When a book project is cancelled it means that 500 to 1000 pages which takes me seven months to write will never see a book shelf at Borders or show up on Amazon.com. The reality is that compensation for technical books is poor at best. Having about a dozen books published in the same number of years and knowing many authors, I can tell you that writing technical books is not lucrative and only first time authors have visions of new Porsches or Hummers purchased with royalties. Well, apparently book sales continue to decline and publishers are scrambling to figure out what readers want. In fact, I talked to publisher/author Dan Appleman and he doesn't seem to be really sure either.
You ask: why write then? Good, question. I keep repeating in my head the philosophical phrase: the thread does not know its importance to the tapestry. This means that I write for the same reason some people climb mountains, because I can write but I can't climb mountains. I write because I am part masochist and partly because its what I do. Although, I spend a modest amount of time wondering if what I write really matters.
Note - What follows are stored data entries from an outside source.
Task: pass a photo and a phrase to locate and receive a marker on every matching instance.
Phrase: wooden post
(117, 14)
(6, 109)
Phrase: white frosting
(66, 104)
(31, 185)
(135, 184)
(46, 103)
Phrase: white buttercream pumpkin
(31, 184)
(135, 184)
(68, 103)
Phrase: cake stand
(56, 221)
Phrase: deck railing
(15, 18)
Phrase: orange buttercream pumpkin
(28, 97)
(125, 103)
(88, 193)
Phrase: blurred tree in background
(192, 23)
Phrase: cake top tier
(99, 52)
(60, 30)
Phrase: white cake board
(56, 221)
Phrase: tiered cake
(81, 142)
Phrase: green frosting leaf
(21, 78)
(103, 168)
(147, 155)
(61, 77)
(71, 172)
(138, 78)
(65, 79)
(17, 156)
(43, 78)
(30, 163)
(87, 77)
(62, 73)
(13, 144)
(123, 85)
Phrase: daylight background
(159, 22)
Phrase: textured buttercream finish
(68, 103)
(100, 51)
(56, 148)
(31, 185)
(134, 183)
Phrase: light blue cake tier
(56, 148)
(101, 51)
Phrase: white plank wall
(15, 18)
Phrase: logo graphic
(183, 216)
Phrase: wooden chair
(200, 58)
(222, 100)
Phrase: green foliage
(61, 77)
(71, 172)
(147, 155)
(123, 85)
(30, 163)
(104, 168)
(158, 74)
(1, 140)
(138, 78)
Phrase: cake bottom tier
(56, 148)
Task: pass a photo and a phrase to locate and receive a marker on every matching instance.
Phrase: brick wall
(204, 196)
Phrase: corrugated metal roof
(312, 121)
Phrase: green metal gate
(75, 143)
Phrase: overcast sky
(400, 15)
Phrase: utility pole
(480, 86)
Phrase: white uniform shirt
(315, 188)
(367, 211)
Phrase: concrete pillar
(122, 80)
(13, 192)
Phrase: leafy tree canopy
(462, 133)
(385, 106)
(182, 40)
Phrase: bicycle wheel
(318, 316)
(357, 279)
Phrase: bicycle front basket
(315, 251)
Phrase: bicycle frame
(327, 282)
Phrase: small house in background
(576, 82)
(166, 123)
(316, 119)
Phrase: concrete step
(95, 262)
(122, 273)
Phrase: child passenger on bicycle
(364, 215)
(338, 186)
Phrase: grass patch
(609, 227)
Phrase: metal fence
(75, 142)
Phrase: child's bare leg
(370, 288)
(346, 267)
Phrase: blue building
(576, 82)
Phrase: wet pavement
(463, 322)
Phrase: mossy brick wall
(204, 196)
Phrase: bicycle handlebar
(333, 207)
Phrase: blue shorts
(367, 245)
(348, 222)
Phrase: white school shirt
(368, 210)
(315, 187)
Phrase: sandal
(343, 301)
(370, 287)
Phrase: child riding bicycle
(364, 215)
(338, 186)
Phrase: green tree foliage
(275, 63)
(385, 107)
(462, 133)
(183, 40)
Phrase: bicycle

Like anyone that sets out to accomplish anything, whether profitable or not, I weep a bit when the endeavor fails. I blame others when the blame mostly resides with me, and I descry the short sightedness of editors and publishers who only seem to care about deadlines, as the cause of sluggish sales. When profit is king doesn't creativity suffer, naturally? I dunno.
I do wonder if a project cancelled 120 pages into a 1,000 page book simply means that there aren't that many wobbly tables left to balance or if readers and publishers have all finally realized that no one really reads War and Peace-sized books. Not really.